He moved toward the kitchen, shifting plates to the counter, a faint smile on his mouth as he watched her. The fire was little more than ribbons of flame, its amber glow dancing in her hair. He heard her murmur softly to the baby, saw her fumble with her blouse buttons. The infant wailed, then fell silent. Laura’s face was only a fire-warmed shadow against the paneling, but he saw the sudden wince when the baby latched on, then the sensually radiant smile as she leaned her head back.

He envied the baby.

After he had disposed of the dishes, his eyes narrowed on the space around him. The clutter of packing boxes bothered him; her half-empty refrigerator bothered him. Laura clearly had too much on her plate.

Financially, she was obviously solvent.

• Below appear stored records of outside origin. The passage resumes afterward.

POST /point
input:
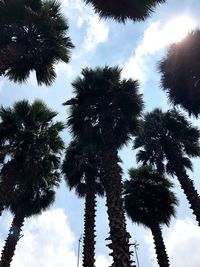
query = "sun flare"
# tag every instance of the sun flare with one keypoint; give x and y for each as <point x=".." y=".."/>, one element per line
<point x="177" y="28"/>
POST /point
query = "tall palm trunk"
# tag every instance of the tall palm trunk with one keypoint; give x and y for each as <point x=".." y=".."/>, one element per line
<point x="6" y="187"/>
<point x="112" y="183"/>
<point x="89" y="225"/>
<point x="9" y="55"/>
<point x="11" y="241"/>
<point x="161" y="253"/>
<point x="190" y="192"/>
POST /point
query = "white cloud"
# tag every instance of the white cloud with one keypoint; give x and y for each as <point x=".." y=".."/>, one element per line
<point x="1" y="85"/>
<point x="47" y="241"/>
<point x="97" y="32"/>
<point x="156" y="37"/>
<point x="84" y="17"/>
<point x="182" y="243"/>
<point x="102" y="261"/>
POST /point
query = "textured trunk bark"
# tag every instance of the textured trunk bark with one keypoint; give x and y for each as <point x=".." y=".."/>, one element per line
<point x="161" y="253"/>
<point x="112" y="183"/>
<point x="11" y="241"/>
<point x="89" y="226"/>
<point x="6" y="187"/>
<point x="9" y="55"/>
<point x="190" y="192"/>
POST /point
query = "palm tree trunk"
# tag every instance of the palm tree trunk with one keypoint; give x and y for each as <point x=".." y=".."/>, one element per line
<point x="6" y="186"/>
<point x="190" y="192"/>
<point x="162" y="257"/>
<point x="112" y="182"/>
<point x="89" y="226"/>
<point x="9" y="55"/>
<point x="11" y="241"/>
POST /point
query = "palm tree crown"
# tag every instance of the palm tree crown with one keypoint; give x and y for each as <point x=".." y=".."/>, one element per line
<point x="150" y="201"/>
<point x="81" y="166"/>
<point x="167" y="137"/>
<point x="105" y="108"/>
<point x="148" y="198"/>
<point x="33" y="38"/>
<point x="105" y="112"/>
<point x="180" y="73"/>
<point x="168" y="141"/>
<point x="123" y="10"/>
<point x="30" y="138"/>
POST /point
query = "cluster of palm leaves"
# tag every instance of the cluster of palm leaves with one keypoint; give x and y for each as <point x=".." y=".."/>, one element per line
<point x="105" y="114"/>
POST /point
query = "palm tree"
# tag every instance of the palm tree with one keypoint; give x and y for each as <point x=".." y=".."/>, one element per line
<point x="30" y="140"/>
<point x="122" y="10"/>
<point x="167" y="140"/>
<point x="28" y="200"/>
<point x="180" y="74"/>
<point x="82" y="172"/>
<point x="33" y="38"/>
<point x="149" y="201"/>
<point x="104" y="112"/>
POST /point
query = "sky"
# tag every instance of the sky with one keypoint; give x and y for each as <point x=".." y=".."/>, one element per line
<point x="51" y="239"/>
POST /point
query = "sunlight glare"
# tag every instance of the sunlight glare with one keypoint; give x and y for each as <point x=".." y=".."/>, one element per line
<point x="177" y="28"/>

Her property was expensive; the baby gear was the finest quality; her antiques were worth a small fortune. She was just so…alone.

And Laura was a woman who shouldn’t be alone, if any man had sense in his head. She was proud and warm and intelligent; her eyes had a sensual incandescence when she looked at her little one. Such a great capacity for love.

Why
was she alone? What kind of fool had her ex-husband been?

Carrying his glass of wine, he returned to the fire and crouched down to add another log. Orange sparks flew up the chimney, hot and crackling. He sensed that she’d quickly drawn up the baby blanket to cover herself. There was no need; he wasn’t looking.

He didn’t need to look. In his mind he carried an indelible picture of her bared breast bathed in the warmth of the fire’s glow. He settled on her couch and sipped the wine, seeing images he had no business seeing…and willing them anyway.

Laura shifted the baby to the other breast. “Owen? You live in Ridgefield?”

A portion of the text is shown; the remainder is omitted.